Present: Ian Bird, Jean-Jacques Blaising, German
Cancio (secretary), Wisla Carena, Matthias Kasemann (chair), Marcel Kunze, Eric
Lançon, Albert de Roeck, Les Robertson, Jim Shank
(via VRVS)
Apologies: Rick Cavanaugh 5
- The previous minutes (link)
were approved.
- The POB meeting where SC2 will report is
on June 20th.
Added after
the meeting: The SC2 slides for the POB meeting are available on the Agenda
page (link).
- The next meeting (Middleware
Area review focus) is confirmed to be on July 1st
(Agenda page).
Ian’s
slides can be found here.
- A sequence of Service
Challenges (SC’s) have been scheduled for 2005-2006. The goal is to
prepare for LHC Service operation, which will start in September 2006, 6
months prior to the first collisions. Service Challenge 2 (SC2) had a
focus on data throughput, while as SC3 and SC4 have a focus on sustained
operations.
- In SC3 and SC4, the results achieved in
a first throughput phase should be sustained in a
second service-oriented phase. In SC3, experiments will be involved by
running production jobs. SC4 will include end-user analysis and should
demonstrate that all elements for the real service that will start
thereafter are understood and ready for operation.
- SC2 conclusions: Even if the throughput
targets for SC2 were exceeded (>600 MB/s daily average for 10 days with
500MB/s being the goal), there was no automated outage recovery in place
and the data transfer service cannot yet be labeled as reliable. Setting
up the infrastructure and achieving reliable transfers requires much
technical work and coordination. There is a lack of manpower
dedication, because it is often observed that those people who are running
the day-to-day services do also run the SC’s. A further non-technical
problem is the multiplicity of involved partners, sites and time zones.
- SC3: In the throughput phase, the
primary goals are to achieve sustained T0 to T1’s disk-to-disk and disk-to-tape
transfers (at 150MB/s and 60MB/s, respectively). A number of T2’s will
participate in the T2->T1 upstream transfers. The service phase will
start in September and will involve the four experiments testing their offline
computing use cases (except for analysis). All identified T1’s will
participate in managed transfers (but not necessarily during the
throughput phase).
- Tier-2 sites will be involved for the
first time in Service Challenge 3. The coordination will
be done via national organizations (e.g. GridPP). Data transfer
will be bidirectional, as Tier-2 sites will produce simulation data
uploaded to their corresponding T1 centres. In
principle, T2’s will be linked with their
national T1; T2’s without a national T1 need to identify which T1 they should
be linked to.
- In terms of network connectivity, SC3
will use dedicated links. T1 sites are expected to provide 10Gb links to CERN. However many sites are still at 1Gb and there is a site on 600Mb.

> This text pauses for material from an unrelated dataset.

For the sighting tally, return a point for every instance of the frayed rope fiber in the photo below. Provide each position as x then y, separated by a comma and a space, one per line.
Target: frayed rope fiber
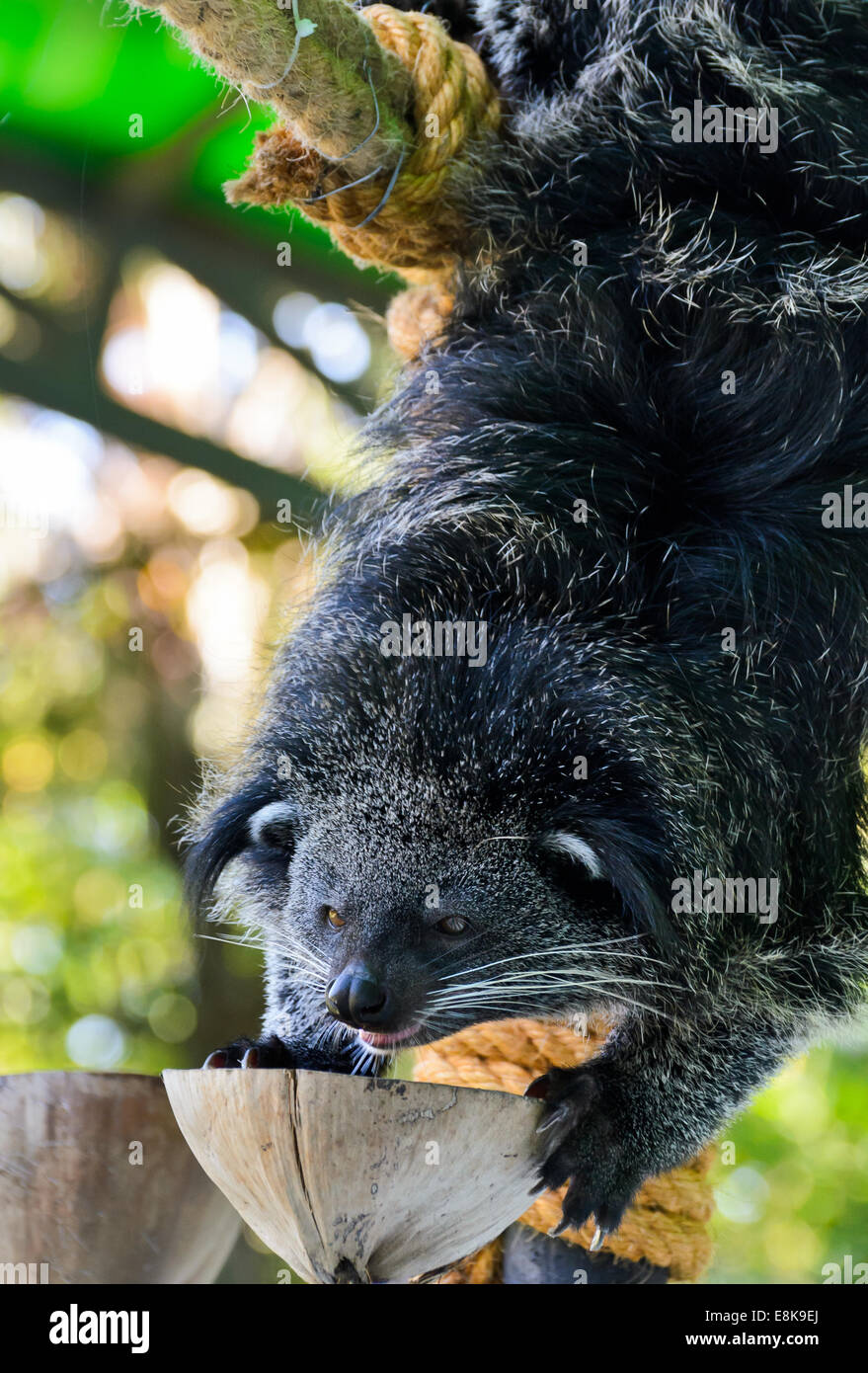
408, 225
668, 1222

- The basic components that are required
for the setup phase include: a) SRM 1.1 on CERN/T0 and all T1’s and b) a File
Transfer Service at the T0. In the case of CMS, PhEDEx will
be used for data transfers between FNAL and PIC.
- The LCG File Catalog (LFC) will be exposed to experiment tests. The LFC is considered a basic component since most experiments
and sites will presumably prefer to offer common services.
- SRM status: Most sites have a SRM set
up in front of their production mass storage systems (mostly CASTOR and
dCache). It is understood that the SRM 1.1
specification is not sufficient. However, the full SRM 2.1 is neither required.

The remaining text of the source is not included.